Further, sometimes experiments can have quite convoluted results and trying to understand what or which processes (or mistakes) are leading to such a result can be very difficult. In such cases, simulating the processes that are being observed in the experiment can make the task a lot easier. Because we know the model behind our simulation in exact detail, successful replication of (even a convoluted) experiment is extremely helpful in understanding the experimental result. In some fields, simulating experiments has become part of the standard experimental methodology. In some others, where experiments are dangerous (such as in nuclear weapon development), they have largely replaced experiments completely.
Good to know
Good models are clearly defined and targeted to solve the problem at hand. The level of detail that is included in a model usually takes form of balancing a trilemma between complexity of the problem, (computational, human and temporal) resources, and the degree of accuracy desired.

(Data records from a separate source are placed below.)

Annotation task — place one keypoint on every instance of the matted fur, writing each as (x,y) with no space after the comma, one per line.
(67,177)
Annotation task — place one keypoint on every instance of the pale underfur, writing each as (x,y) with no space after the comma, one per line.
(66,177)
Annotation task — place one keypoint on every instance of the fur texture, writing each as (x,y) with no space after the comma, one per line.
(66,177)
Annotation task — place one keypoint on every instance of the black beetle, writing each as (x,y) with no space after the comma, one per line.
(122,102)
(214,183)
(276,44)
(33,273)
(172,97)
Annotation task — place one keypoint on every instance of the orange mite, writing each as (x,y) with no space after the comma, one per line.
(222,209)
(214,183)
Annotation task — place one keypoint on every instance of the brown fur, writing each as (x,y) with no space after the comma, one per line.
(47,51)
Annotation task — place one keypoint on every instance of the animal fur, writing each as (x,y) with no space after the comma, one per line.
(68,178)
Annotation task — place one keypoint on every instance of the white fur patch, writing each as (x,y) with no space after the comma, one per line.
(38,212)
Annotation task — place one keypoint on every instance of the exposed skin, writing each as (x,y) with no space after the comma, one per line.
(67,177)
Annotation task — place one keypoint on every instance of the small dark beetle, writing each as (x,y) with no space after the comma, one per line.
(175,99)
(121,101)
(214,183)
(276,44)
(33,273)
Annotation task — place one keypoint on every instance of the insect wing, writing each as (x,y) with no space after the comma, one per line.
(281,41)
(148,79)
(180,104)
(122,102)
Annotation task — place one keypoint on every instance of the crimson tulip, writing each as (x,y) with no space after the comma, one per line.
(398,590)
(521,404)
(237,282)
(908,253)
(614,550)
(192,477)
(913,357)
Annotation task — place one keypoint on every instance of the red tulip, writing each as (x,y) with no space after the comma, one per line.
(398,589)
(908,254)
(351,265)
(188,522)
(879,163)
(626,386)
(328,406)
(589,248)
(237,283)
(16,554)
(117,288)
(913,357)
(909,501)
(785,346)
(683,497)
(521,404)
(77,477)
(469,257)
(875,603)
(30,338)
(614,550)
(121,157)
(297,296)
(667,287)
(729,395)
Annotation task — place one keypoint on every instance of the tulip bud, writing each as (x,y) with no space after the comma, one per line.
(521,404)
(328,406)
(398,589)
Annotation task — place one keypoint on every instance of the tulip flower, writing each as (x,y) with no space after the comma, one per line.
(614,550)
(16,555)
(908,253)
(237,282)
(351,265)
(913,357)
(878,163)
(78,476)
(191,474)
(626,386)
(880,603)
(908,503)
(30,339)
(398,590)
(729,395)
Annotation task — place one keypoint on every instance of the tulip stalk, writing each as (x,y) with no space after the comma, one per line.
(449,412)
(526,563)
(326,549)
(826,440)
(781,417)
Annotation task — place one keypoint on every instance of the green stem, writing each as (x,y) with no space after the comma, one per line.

Models can be tweaked to study complex cause-and-effect relationships in phenomena that may not be readily amenable to experimentation.
Models can be tweaked to fit convoluted experimental results and, therefore, used to understand such results.
Simulating a problem is a good idea when [2]:
it is impossible or unreasonable to do an experiment (like our example here),
techniques to observe/measure the subject of investigation (such as crystal defects) are comparatively expensive, insufficiently developed or non-existent, and
experiments have convoluted results and are in need of help.